For easy warp rotations of 0 or 180°, the maximum input width dimension must not exceed the maximum output width. You set the maximum width with the Maximum output video width parameter. For easy warp rotations of 90° or 270°, the transposing of vertical and horizontal dimensions places restrictions on the input resolution.

Table 705.  Input Resolution Restrictions for 90° or 270°
Maximum Output Video Width Input Height Restriction
2048 1088
3840 2176
Figure 94. Warp IP block diagram (Easy Warp)

The figure shows a high-level block diagram for the Warp IP with Use Easy warp with its connection to external memory.
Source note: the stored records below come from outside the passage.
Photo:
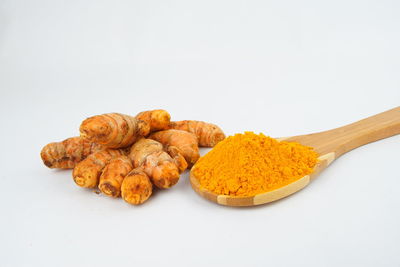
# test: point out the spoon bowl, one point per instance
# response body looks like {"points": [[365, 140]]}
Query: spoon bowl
{"points": [[329, 145]]}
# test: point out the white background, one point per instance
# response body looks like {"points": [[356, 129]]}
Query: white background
{"points": [[278, 67]]}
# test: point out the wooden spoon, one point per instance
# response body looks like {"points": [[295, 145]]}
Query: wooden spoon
{"points": [[329, 144]]}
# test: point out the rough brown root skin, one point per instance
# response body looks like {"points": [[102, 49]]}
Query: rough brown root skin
{"points": [[185, 141], [113, 130], [158, 119], [87, 172], [156, 163], [178, 158], [161, 169], [66, 154], [136, 187], [208, 134], [113, 174]]}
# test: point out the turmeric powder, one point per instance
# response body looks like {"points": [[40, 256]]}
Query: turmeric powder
{"points": [[249, 164]]}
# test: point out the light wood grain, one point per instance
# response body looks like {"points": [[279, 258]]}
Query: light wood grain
{"points": [[329, 144]]}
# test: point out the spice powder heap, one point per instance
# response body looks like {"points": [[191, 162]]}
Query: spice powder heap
{"points": [[249, 164]]}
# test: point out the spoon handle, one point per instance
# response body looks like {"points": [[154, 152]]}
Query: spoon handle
{"points": [[343, 139]]}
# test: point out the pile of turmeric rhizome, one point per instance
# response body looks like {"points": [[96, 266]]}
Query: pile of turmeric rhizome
{"points": [[125, 156]]}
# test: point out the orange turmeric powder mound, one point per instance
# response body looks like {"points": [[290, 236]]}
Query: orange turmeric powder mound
{"points": [[249, 164]]}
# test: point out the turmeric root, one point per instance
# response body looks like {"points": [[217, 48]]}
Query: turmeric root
{"points": [[113, 174], [136, 187], [158, 119], [178, 158], [156, 163], [208, 134], [113, 130], [186, 142], [87, 172], [66, 154]]}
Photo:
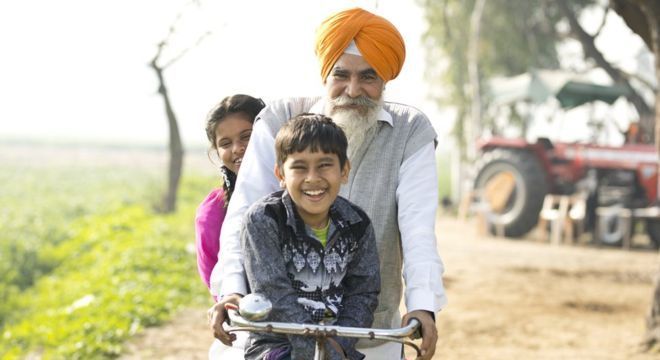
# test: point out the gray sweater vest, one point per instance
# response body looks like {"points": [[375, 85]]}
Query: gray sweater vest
{"points": [[372, 185]]}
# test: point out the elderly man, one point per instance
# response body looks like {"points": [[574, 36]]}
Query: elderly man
{"points": [[393, 177]]}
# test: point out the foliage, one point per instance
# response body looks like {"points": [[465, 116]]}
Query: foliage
{"points": [[515, 37], [89, 264]]}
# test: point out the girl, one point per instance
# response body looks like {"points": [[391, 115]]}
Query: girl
{"points": [[228, 128]]}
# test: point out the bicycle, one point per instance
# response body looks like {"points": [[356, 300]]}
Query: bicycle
{"points": [[253, 308]]}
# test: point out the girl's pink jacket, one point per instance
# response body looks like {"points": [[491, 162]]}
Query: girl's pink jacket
{"points": [[208, 223]]}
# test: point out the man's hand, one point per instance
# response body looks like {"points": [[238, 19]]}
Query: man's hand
{"points": [[429, 332], [217, 315]]}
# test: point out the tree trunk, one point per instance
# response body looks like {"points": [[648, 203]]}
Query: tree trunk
{"points": [[619, 77], [651, 10], [175, 146]]}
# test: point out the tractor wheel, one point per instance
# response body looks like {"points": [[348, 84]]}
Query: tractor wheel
{"points": [[520, 213], [653, 230]]}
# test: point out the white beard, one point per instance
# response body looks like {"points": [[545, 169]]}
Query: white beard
{"points": [[359, 125]]}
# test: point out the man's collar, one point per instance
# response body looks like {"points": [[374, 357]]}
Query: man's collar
{"points": [[319, 108]]}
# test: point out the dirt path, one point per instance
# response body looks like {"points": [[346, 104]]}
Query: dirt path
{"points": [[507, 300]]}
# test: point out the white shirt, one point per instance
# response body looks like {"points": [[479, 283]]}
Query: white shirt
{"points": [[416, 196]]}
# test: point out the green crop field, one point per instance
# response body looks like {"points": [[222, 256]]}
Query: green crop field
{"points": [[84, 260]]}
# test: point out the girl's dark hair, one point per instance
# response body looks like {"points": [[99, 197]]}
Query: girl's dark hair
{"points": [[230, 105], [312, 132], [236, 104]]}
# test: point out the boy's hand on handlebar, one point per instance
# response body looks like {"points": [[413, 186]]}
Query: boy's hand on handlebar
{"points": [[217, 315], [429, 332]]}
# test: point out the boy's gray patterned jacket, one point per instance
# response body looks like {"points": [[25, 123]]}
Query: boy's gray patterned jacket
{"points": [[303, 279]]}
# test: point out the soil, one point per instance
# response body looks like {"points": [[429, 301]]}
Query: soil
{"points": [[508, 299]]}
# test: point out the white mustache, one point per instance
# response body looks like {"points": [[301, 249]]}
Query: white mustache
{"points": [[362, 100]]}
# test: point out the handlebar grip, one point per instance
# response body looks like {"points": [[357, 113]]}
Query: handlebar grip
{"points": [[418, 330]]}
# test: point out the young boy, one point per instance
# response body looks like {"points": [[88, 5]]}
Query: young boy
{"points": [[310, 252]]}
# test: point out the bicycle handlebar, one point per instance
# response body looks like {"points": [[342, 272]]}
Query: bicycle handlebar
{"points": [[239, 323]]}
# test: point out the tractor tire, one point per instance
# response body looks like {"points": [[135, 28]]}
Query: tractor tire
{"points": [[653, 230], [521, 212]]}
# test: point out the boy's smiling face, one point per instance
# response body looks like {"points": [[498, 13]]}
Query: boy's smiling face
{"points": [[313, 179]]}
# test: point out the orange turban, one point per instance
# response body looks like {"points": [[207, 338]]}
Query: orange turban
{"points": [[378, 40]]}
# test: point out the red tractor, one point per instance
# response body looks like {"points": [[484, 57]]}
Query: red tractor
{"points": [[625, 177]]}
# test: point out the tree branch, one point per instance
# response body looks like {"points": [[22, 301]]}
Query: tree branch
{"points": [[591, 51], [603, 22]]}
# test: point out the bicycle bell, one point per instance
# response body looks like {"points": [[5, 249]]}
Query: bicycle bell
{"points": [[254, 307]]}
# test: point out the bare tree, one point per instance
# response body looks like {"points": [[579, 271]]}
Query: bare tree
{"points": [[643, 17], [175, 145], [473, 74]]}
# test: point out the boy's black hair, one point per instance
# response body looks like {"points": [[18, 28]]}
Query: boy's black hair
{"points": [[314, 132]]}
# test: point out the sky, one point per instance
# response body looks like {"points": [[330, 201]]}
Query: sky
{"points": [[77, 71]]}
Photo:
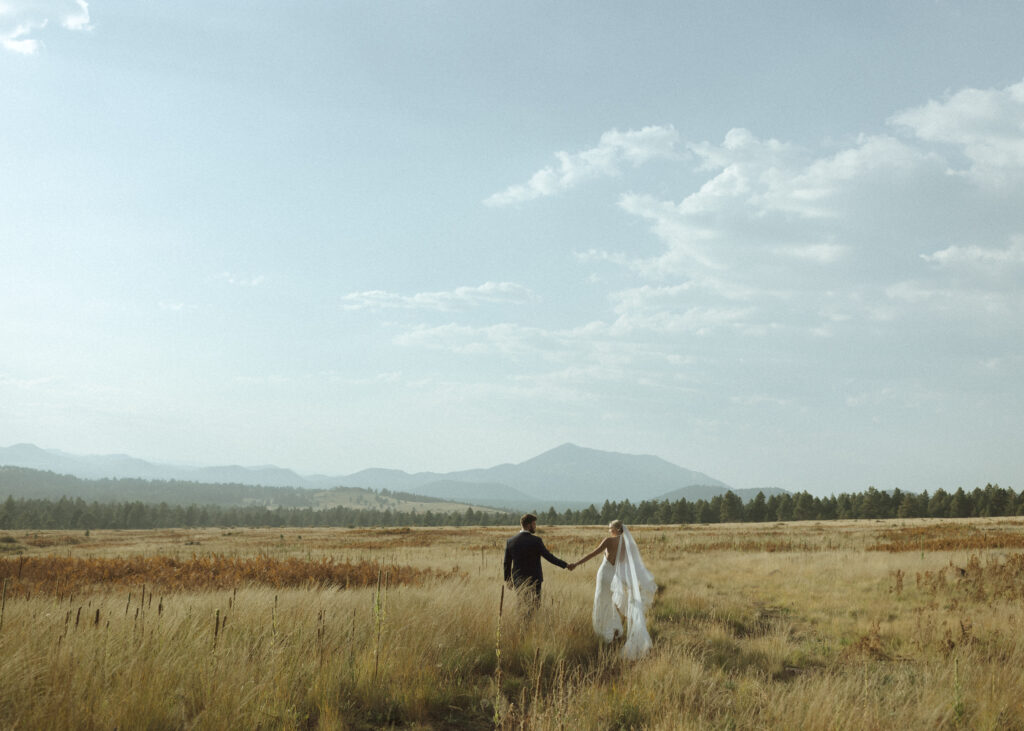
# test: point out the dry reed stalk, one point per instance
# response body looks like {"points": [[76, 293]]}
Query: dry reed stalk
{"points": [[498, 659], [3, 602], [379, 620], [216, 627]]}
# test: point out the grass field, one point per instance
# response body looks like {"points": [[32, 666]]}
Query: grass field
{"points": [[869, 625]]}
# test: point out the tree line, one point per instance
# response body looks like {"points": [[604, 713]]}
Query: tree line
{"points": [[71, 514]]}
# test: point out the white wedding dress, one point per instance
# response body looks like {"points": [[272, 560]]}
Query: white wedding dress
{"points": [[626, 587]]}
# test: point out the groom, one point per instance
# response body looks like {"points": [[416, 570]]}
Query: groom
{"points": [[522, 557]]}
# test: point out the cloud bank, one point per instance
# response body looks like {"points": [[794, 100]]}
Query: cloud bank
{"points": [[614, 151], [22, 23]]}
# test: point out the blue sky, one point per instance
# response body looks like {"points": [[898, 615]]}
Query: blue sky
{"points": [[782, 246]]}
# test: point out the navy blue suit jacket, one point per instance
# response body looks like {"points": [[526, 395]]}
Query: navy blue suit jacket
{"points": [[522, 558]]}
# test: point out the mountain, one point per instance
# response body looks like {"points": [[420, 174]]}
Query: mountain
{"points": [[695, 492], [566, 476], [491, 495]]}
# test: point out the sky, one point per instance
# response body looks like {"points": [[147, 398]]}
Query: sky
{"points": [[781, 244]]}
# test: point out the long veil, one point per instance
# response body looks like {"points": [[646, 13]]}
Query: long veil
{"points": [[633, 591]]}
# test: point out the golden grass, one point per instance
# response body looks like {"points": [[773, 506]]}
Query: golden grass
{"points": [[798, 626]]}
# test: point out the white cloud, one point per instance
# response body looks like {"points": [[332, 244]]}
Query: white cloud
{"points": [[986, 124], [614, 148], [978, 256], [487, 293], [78, 20], [20, 22]]}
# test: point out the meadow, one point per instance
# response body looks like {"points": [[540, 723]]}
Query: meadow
{"points": [[839, 625]]}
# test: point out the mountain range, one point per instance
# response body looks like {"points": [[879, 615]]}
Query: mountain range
{"points": [[565, 476]]}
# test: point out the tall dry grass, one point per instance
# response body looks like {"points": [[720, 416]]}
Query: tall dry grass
{"points": [[802, 626]]}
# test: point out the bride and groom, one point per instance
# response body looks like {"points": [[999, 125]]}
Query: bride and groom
{"points": [[624, 584]]}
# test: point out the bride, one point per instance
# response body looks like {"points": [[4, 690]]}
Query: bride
{"points": [[624, 585]]}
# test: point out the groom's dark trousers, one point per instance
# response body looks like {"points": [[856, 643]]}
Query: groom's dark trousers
{"points": [[522, 561]]}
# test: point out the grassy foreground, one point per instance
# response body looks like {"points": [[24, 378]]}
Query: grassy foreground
{"points": [[840, 626]]}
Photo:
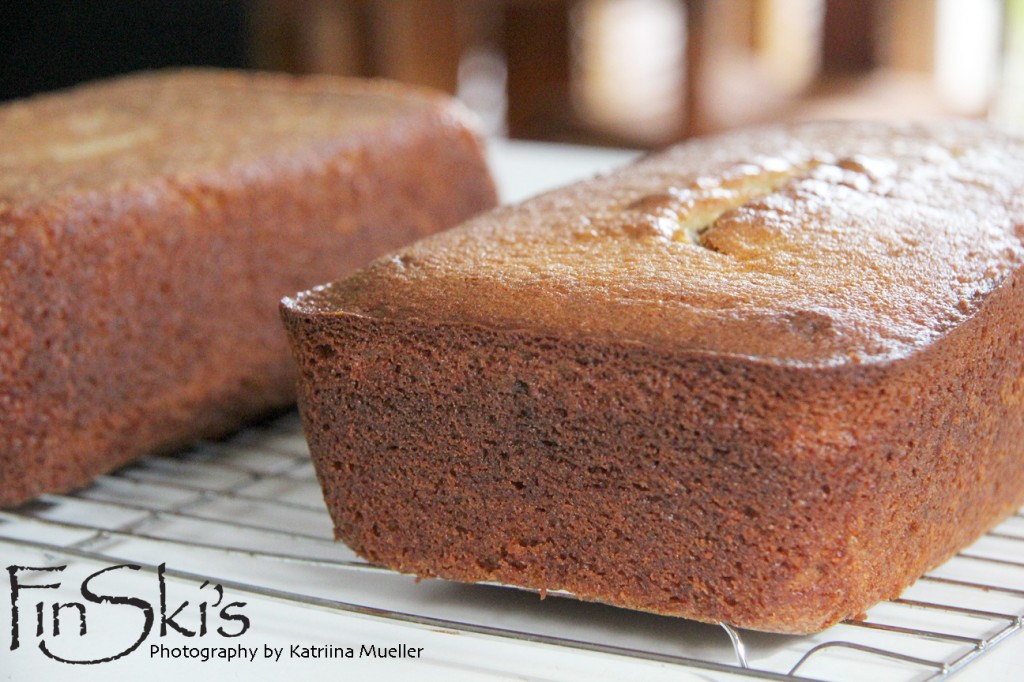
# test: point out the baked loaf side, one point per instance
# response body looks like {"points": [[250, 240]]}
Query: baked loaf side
{"points": [[770, 401], [148, 224]]}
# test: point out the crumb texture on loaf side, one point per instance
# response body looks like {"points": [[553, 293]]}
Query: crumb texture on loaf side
{"points": [[150, 224], [769, 401]]}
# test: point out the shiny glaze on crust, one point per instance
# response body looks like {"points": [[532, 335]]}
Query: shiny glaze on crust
{"points": [[815, 244]]}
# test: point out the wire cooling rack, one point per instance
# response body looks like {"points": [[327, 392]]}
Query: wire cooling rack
{"points": [[248, 512]]}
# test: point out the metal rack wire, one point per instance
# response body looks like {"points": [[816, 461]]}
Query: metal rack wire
{"points": [[253, 502]]}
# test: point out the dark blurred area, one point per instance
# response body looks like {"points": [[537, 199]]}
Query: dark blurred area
{"points": [[636, 73], [49, 44]]}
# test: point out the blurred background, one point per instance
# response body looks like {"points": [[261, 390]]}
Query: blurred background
{"points": [[624, 73]]}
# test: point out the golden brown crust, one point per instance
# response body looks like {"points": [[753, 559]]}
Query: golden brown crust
{"points": [[738, 475], [139, 276]]}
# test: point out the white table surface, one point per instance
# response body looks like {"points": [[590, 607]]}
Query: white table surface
{"points": [[521, 169]]}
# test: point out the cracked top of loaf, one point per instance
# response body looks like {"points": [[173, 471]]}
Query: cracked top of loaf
{"points": [[183, 123], [808, 245]]}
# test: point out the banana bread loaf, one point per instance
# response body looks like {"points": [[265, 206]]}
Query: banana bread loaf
{"points": [[148, 226], [767, 378]]}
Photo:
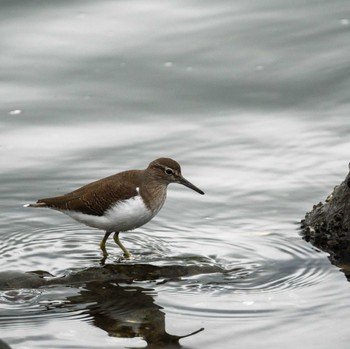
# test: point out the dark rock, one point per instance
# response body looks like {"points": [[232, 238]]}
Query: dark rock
{"points": [[327, 226]]}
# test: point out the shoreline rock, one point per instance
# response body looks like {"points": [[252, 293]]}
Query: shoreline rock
{"points": [[327, 225]]}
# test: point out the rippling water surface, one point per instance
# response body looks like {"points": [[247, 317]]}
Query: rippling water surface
{"points": [[251, 99]]}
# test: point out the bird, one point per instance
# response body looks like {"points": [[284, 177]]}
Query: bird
{"points": [[121, 202]]}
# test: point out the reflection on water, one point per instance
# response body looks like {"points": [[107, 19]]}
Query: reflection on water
{"points": [[250, 97], [127, 312]]}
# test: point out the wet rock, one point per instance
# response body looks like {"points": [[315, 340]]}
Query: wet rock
{"points": [[108, 273], [3, 345], [327, 225]]}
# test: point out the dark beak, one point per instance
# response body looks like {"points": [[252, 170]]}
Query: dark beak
{"points": [[188, 184]]}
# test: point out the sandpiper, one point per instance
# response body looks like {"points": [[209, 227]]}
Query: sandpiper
{"points": [[121, 202]]}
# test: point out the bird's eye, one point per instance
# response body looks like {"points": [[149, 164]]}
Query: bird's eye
{"points": [[169, 171]]}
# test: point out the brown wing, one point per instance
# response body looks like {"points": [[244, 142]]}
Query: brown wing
{"points": [[97, 197]]}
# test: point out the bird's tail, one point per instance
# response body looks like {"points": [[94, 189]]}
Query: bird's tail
{"points": [[38, 204]]}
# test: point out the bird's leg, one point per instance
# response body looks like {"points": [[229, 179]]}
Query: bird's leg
{"points": [[127, 254], [103, 243]]}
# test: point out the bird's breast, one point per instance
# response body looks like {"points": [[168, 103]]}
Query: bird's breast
{"points": [[122, 216]]}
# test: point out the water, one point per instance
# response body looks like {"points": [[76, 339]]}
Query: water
{"points": [[251, 98]]}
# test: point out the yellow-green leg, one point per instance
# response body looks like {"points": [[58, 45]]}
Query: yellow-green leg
{"points": [[127, 254], [103, 243]]}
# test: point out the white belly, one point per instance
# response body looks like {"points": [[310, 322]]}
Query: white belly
{"points": [[124, 216]]}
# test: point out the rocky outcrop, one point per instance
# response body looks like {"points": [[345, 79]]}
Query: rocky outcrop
{"points": [[327, 225]]}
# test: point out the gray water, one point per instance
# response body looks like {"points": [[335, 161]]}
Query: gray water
{"points": [[252, 98]]}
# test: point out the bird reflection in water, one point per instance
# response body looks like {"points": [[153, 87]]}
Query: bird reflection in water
{"points": [[127, 312]]}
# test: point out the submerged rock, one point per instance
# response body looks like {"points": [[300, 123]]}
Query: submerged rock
{"points": [[327, 225], [108, 273]]}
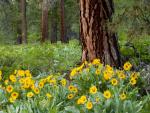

Figure 95. Easy Warp image transform examplesFrom top left clockwise: original image, mirrored, 90° rotate and 180° rotate.

Single Memory Bounce

Generally, turning on Use single memory bounce gives reduced memory bandwidth compared to when it is off. However, single memory bounce may require larger internal RAM. The RAM usage depends on the specific warp transform. For some transforms the IP requires larger amounts of cache. Any increased cache requirement requires increased internal block RAM usage.

With Use single memory bounce on, three cache size options are available: 256, 512 and 1024 cache blocks per engine. With Use single memory bounce off, the IP has a fixed cache size of 256 cache blocks per engine.

Whether you turn on Use single memory bounce depends on the actual transform the IP performs. Intel provides a software tool that determines how much cache the IP needs to process the desired transform. You provide the tool with information such as the input and output resolutions, the transform required, and the number of engines to use. The tool then provides guidance on how much cache to use to process the transform.

For information on the Warp block cache tool, refer to Block Cache Tool. For information on the memory bandwidth implications of running with a single memory bounce, refer to External Memory for Warp IP.

Single Memory Bounce Cache Example

An example of cache usage is given based on a 45 degree rotation with UHD input and output resolutions at 60 fps on an Intel Arria 10 device. This throughput requires that the IP uses two engines.

With Use single memory bounce off, the block RAM usage by the IP is 365 M20Ks.

With Use single memory bounce on, the IP requires 512 cache blocks per engine because of the constraints of the 45 degree rotation. This cache block requirement translates to a block RAM usage of 407 M20Ks.

Table 706.  Block RAM Usage – UHD 45 Degree Rotate
Use single memory bounce Cache blocks per engine Total block RAM usage
On 512 407
Off 256 (fixed) 365